National Health Care Insurance
Health insuranceHeath reform and state health insurance. Understanding health policy: Clinical approach, 7e Access Medicine.
Reforms in the United States for more than 100 years have advocated the adoption of a national health insurance scheme, a state warranty that every individual is insured for primary health care. After all, in 2010 the United States took a big, albeit imperfect, leap towards the goal of universally affordable health insurance. There have been six spells of intensive activities on the topic of state health insurance, alternated with spells of carelessness.
Between 1912 and 1916, 1946 to 1949, 1963 to 1965, 1970 to 1974, 1991 to 1994 and 2009 to 2015, it was the subject of the great national debates. During 1916, 1949, 1974 and 1994 the national health insurance was rejected and left to the late arrival of the country. In 1965, Medicare and Medicaid introduced health insurance guarantees for two groups - the older and some of the needy.
The adoption of the Patient Protection and Care Act, also known as the Affordable Care Act (ACA) or "Obamacare", in 2010 paved the way for the extension of cover to cover million individuals without insurance. The national health insurance is the health insurance warranty for all inhabitants of the country - what is generally called " general cover ".
" A large part of the national health insurance proposal focuses on both the policy controversy and the question of how to afford general cover. The national health insurance proposal may also cover payments by the service supplier and control of costs. Understanding the controversy surrounding general health care will become easier if we return to the four fundamental forms of health finance described in Section 2: disbursement, personal insurance, employment-related personal insurance and public funding.
It is agreed that disbursement is not the only way to finance expensive, modern healthcare. In the case of state health insurance, the disbursements are replaced by one or a combination of the other three types of funding. In the case of the state-financed national health insurance schemes, the resources are drawn from a state or quasi-governmental funding body, which in turn covers the costs of hospital, doctors, Health Care Organisations (HMOs) and other health service suppliers.
In the case of personal or occupational health insurance, the resources are confiscated from personal insurance agencies, which then cover the costs of the service provider. In the past, health care funding in the United States began with a payout and developed through personal insurance, employment-based insurance, and ultimately state funding of Medicare and Medicaid (see Section 2).

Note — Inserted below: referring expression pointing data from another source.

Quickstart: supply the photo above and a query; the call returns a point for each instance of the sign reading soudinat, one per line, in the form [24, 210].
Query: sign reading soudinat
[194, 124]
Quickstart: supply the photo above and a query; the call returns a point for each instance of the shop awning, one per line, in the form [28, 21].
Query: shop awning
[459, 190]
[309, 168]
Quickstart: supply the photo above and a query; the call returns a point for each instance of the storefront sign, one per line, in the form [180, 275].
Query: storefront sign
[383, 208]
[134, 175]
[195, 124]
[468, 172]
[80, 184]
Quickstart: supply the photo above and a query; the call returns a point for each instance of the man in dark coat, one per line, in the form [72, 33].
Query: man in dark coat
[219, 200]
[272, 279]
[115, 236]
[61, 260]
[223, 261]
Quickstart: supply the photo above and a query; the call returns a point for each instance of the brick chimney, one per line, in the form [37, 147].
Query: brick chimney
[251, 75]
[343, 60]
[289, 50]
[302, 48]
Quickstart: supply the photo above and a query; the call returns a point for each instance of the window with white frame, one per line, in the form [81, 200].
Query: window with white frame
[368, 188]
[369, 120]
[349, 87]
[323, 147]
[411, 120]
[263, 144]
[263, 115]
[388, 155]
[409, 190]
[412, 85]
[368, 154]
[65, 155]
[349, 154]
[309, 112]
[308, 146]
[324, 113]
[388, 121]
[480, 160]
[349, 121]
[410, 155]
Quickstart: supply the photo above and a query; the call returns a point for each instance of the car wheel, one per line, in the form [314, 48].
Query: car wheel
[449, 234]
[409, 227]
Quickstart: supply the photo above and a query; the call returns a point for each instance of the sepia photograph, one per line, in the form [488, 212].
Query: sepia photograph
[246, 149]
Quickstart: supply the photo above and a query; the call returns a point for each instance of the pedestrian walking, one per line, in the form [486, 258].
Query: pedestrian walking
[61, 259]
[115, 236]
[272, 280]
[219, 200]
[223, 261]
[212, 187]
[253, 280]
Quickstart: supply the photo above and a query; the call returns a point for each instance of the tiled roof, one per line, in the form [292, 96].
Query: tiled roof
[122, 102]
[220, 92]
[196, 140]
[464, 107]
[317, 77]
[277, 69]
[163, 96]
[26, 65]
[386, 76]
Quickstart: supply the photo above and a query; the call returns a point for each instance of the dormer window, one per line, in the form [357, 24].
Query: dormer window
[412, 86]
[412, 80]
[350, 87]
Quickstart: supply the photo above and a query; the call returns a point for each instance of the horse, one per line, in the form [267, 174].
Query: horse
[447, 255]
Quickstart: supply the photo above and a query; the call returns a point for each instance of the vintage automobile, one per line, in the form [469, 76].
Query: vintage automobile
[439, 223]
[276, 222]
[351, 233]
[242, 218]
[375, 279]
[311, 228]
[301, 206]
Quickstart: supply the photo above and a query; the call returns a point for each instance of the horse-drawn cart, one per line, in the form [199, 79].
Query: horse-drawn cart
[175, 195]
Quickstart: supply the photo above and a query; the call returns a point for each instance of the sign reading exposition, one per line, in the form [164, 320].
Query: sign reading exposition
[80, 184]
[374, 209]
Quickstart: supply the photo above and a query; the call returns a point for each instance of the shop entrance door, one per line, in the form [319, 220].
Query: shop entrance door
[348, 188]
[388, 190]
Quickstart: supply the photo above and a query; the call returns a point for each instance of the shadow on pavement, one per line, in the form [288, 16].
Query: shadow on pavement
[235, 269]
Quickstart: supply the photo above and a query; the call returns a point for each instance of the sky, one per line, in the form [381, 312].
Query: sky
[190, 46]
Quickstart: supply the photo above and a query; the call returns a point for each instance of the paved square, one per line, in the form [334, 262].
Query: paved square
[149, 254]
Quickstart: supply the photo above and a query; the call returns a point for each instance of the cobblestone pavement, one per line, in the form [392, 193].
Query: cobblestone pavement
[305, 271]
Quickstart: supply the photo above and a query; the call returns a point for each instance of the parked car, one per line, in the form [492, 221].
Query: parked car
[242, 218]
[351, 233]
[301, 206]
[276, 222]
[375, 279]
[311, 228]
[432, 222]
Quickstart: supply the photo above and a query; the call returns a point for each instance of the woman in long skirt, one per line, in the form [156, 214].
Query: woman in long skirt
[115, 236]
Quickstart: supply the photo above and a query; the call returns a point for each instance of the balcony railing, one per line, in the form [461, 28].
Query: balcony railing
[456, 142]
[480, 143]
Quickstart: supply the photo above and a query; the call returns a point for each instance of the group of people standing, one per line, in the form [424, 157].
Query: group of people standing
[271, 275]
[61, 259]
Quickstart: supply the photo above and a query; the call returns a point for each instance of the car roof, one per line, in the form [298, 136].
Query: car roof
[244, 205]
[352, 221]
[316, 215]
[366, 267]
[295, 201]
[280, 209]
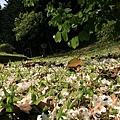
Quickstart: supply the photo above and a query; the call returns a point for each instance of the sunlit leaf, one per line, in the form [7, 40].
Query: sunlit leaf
[59, 27]
[73, 63]
[58, 37]
[83, 36]
[75, 42]
[67, 10]
[66, 26]
[81, 1]
[65, 35]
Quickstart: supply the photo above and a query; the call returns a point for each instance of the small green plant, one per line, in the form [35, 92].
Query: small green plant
[7, 48]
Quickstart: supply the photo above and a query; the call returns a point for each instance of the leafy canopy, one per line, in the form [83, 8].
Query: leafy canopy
[85, 17]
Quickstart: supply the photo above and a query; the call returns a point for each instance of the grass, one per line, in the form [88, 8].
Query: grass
[91, 93]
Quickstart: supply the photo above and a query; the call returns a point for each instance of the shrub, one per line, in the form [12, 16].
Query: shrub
[6, 48]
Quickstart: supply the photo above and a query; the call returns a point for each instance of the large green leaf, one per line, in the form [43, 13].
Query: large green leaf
[67, 10]
[89, 28]
[66, 26]
[81, 2]
[58, 37]
[65, 35]
[83, 36]
[75, 42]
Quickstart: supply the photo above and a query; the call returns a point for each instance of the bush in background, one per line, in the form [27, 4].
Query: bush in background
[6, 48]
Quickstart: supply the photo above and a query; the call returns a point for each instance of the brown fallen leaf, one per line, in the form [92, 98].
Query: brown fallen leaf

The chronological order is the other way round in the US National Health Insurance system. Initial efforts at national health insurance law were made to propose state programmes; serious maintenance of labour market-related national health insurance was only introduced in 1971, and individual acquired cover was only introduced in the 1980s (Table 15-1). Subsequent to this historic development, first the state-financed national health insurances are discussed, then the privately, employment-related and then acquired insurance.
It is a pluralist model, relying on all three funding models: public funding, employment-oriented public funding, and employmentoriented public funding.